24 giugno 1900, la piccola stazione ferroviaria di Spilamberto (ve la ricordate?) era insolitamente affollata: vari treni speciali, per di più a tariffe agevolate; comuni cittadini, personaggi politici, membri di varie associazioni, reduci dalle battaglie risorgimentali, insomma una folla si riversava a Spilamberto.
Come mai?
Ora recatevi davanti alla facciata del Torrione, quella rivolta verso la Rocca. Alzate lo sguardo e la vedete. Si tratta della lapide commemorativa in onore dei congiurati spilambertesi che nella notte del 3/4 febbraio 1831, insieme ad altri compagni di Ciro Menotti, si scontrarono a Modena con le truppe Ducali estensi.
Il sogno dell’Italia unita li portò poi al carcere o all’esilio forzato.
Le cerimonie, i discorsi, i banchetti, i rinfreschi (non mancò il sapore degli amaretti paesani!), addirittura la luce e il rimbombo dei fuochi artificiali nel Piazzale della Rocca e il loro rimbalzo dai resti delle antiche mura; quel 24 giugno 1900, celebravano l’inaugurazione della lapide commemorativa che ora state guardando.

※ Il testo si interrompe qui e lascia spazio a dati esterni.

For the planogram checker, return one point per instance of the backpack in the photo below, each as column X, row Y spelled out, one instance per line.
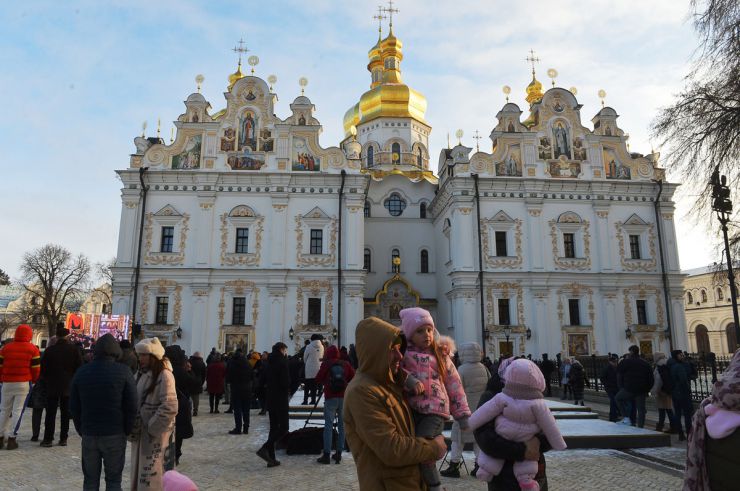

La confusione si mescolava alla passione e insieme davano vita al ricordo di quei giovani ragazzi, dei loro progetti e ideali così profondi da spingerli a mettere in gioco la vita: si trattava di partecipare attivamente a ricostruire l’Italia unita.
Ed ora a voi: leggete quei nomi ed accoglieteli nella vostra memoria.

(Notizie tratte da:  Criseide Sassatelli, “...e il Sol dell’Avvenire brillò fugacemente”, Comune di Spilamberto 2011.)